Douglas Murray Douglas Murray

Roger Scruton: A man who seemed bigger than the age

Sir Roger Scruton has died. Diagnosed with cancer last summer, he passed away peacefully on Sunday surrounded by his family.

There will be a lot of things written and said in the coming days. But perhaps I could say a few things here.

The first is to reiterate something that the Scruton family have said in their announcement of his death. There they refer to how proud they are of Roger and of all his achievements. I think I can say that all Roger’s friends share that feeling. His achievements were remarkable. He was a man who appeared to know about absolutely everything, producing books on architecture, philosophy, beauty, music, religion and much more. In many ways – as his former student Rabbi Sacks once said to me – he seemed bigger than the age. There appeared to be no area he had not mastered.
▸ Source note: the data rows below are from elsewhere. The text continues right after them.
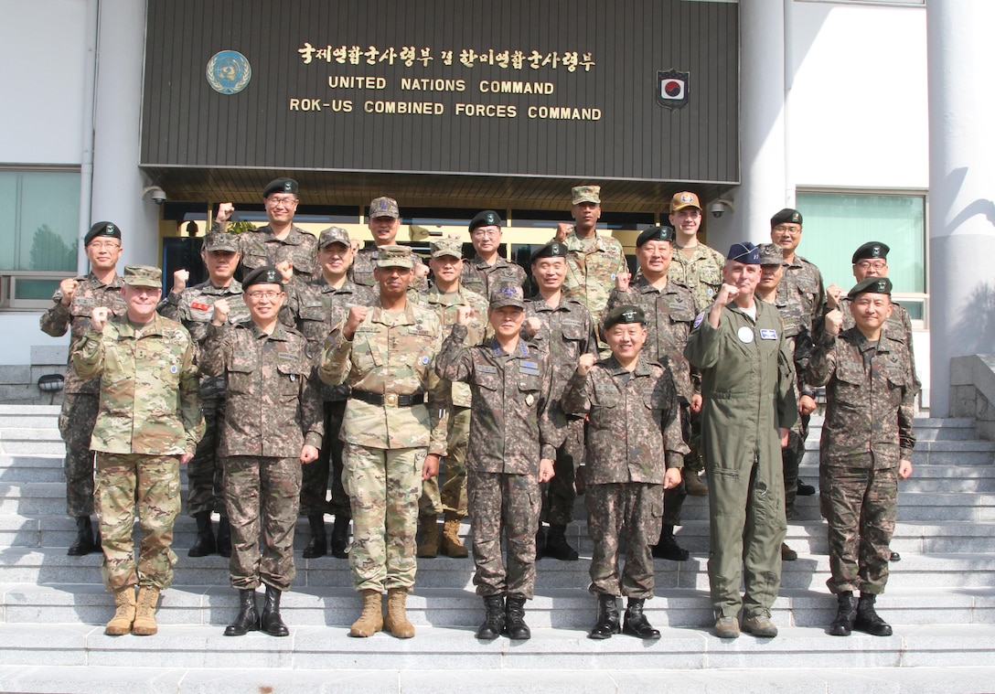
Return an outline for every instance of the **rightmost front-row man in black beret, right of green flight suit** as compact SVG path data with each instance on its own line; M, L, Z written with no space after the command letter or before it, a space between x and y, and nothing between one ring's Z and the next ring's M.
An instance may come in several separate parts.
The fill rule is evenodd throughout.
M858 283L848 294L855 326L841 332L843 315L830 311L809 361L809 380L826 386L819 491L829 523L826 585L838 601L835 636L892 634L875 602L888 583L898 480L912 472L915 383L907 347L883 330L891 294L887 277Z

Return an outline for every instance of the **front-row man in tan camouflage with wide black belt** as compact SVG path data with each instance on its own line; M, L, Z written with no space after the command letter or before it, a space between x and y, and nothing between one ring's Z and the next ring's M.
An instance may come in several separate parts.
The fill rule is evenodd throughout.
M373 270L378 302L349 309L321 353L321 380L352 388L341 434L352 508L349 568L363 598L352 636L383 628L398 638L415 635L405 605L418 568L418 499L446 454L449 384L433 370L442 323L408 300L413 267L410 249L381 247Z

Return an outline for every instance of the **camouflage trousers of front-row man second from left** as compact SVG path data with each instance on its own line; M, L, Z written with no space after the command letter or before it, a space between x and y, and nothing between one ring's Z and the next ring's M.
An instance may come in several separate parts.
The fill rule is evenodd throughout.
M224 462L225 505L232 527L228 568L232 588L255 590L264 583L291 590L296 576L294 526L300 502L300 460L231 455Z

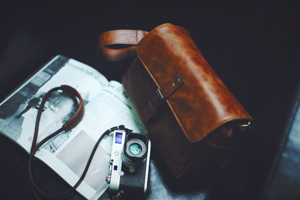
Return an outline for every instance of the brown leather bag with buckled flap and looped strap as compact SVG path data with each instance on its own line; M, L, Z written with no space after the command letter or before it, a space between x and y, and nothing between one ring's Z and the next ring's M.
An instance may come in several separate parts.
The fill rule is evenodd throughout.
M209 175L247 139L253 118L184 28L107 31L99 36L98 55L110 61L137 55L122 84L175 177Z

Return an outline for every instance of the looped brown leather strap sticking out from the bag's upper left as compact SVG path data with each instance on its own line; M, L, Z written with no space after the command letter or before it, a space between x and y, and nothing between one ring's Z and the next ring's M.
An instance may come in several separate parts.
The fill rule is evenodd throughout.
M148 34L142 30L113 30L106 31L98 37L98 56L107 61L120 61L137 55L137 44ZM126 48L111 48L115 44L128 44Z

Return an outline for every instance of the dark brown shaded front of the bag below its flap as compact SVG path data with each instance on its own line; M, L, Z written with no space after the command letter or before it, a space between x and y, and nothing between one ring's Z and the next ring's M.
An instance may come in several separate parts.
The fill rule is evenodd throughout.
M139 74L139 76L135 76L135 74ZM132 88L132 90L127 91L132 103L136 105L143 102L140 106L141 109L153 97L151 92L145 91L155 91L157 89L139 58L134 60L128 72L123 76L122 81L126 81L127 85L125 85L125 88ZM137 82L145 84L143 84L143 87L140 87L136 84ZM158 147L162 160L176 177L184 176L196 179L197 176L203 175L201 181L205 181L205 179L212 176L208 172L213 168L215 169L216 165L222 163L241 144L235 143L235 145L226 146L230 148L218 148L217 145L216 147L210 145L208 142L213 137L216 139L221 138L224 142L225 139L234 140L233 136L239 136L239 134L232 134L229 137L225 137L217 134L218 130L199 142L190 142L185 137L167 105L161 106L160 114L150 120L146 124L146 128L150 138ZM187 165L189 167L186 167ZM186 184L186 182L182 183Z

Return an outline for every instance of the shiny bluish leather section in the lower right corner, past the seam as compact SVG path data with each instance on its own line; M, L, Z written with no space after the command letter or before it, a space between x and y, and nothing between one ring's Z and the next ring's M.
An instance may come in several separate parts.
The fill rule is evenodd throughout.
M266 181L262 199L300 198L300 109L298 99L293 113L295 118L286 129L280 142L273 166ZM283 192L284 191L284 192Z

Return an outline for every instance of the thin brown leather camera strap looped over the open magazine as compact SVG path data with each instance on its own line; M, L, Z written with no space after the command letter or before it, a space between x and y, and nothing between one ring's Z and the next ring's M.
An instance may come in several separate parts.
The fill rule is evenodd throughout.
M38 145L36 145L37 139L38 139L39 124L40 124L41 115L42 115L42 112L44 110L44 105L46 103L46 100L51 96L51 94L54 91L58 91L58 90L62 90L64 92L67 92L68 94L71 94L71 95L74 95L75 97L77 97L79 99L79 106L78 106L76 112L72 115L72 117L68 121L66 121L60 129L58 129L54 133L47 136L45 139L43 139L41 142L39 142ZM101 137L98 139L98 141L96 142L95 147L93 148L93 151L91 152L91 155L90 155L90 157L88 159L88 162L85 166L85 169L84 169L81 177L77 181L77 183L65 193L61 193L61 194L57 194L57 195L52 195L52 194L45 193L44 191L42 191L41 189L39 189L37 187L37 185L35 184L34 178L32 176L32 165L31 164L32 164L32 160L34 158L34 155L38 151L38 149L45 142L47 142L49 139L57 136L62 131L68 131L68 130L71 130L72 128L76 127L79 124L79 122L81 121L83 115L84 115L84 103L83 103L82 97L80 96L78 91L76 91L76 89L74 89L74 88L72 88L68 85L61 85L60 87L56 87L56 88L53 88L53 89L49 90L45 94L43 100L41 101L41 105L40 105L40 108L38 110L37 120L36 120L36 124L35 124L35 132L34 132L34 136L33 136L32 146L31 146L31 150L30 150L30 154L29 154L29 162L28 162L29 180L30 180L30 183L31 183L30 185L31 185L31 188L32 188L32 192L34 193L34 195L37 199L57 199L57 198L65 197L65 196L69 195L70 193L72 193L73 191L75 191L76 188L83 181L83 179L84 179L84 177L85 177L85 175L88 171L88 167L91 164L92 158L94 157L94 154L95 154L95 152L98 148L98 145L100 144L100 142L104 138L104 136L109 135L114 130L125 130L128 133L132 132L132 130L129 130L129 129L125 128L124 125L121 125L121 126L118 126L118 127L113 127L113 128L110 128L109 130L105 131L101 135Z

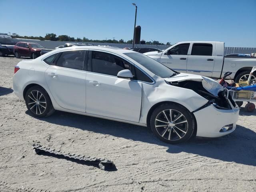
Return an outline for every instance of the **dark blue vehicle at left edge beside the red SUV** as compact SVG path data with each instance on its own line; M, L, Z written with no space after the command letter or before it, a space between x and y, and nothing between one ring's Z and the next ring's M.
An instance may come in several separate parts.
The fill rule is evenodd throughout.
M16 40L16 39L15 39ZM0 33L0 56L13 55L13 48L17 41L6 33Z

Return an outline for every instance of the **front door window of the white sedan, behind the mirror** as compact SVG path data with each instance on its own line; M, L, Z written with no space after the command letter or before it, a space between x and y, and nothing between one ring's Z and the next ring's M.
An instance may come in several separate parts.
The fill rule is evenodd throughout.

In the mid-2000s we were at a dinner party at the house of our late friend Shusha Guppy with a group of eminent writers and journalists, all with egos of their own. I remember one of them asking Roger whether he would think about doing an updated version of his book ‘The West and the Rest’. With characteristic and by no means feigned humility he replied that he didn’t think so because he didn’t think his Farsi was any longer up to it. How beautiful it was to see every other writer in the room look as though they might just give up there and then.

Doubtless there will be some talk in the coming days of ‘controversy’. Some score-settling may even go on. So it is worth stressing that on the big questions of his time Roger Scruton was right. During the Cold War, he faced an academic and cultural establishment that was either neutral or actively anti-Western on the big question of the day.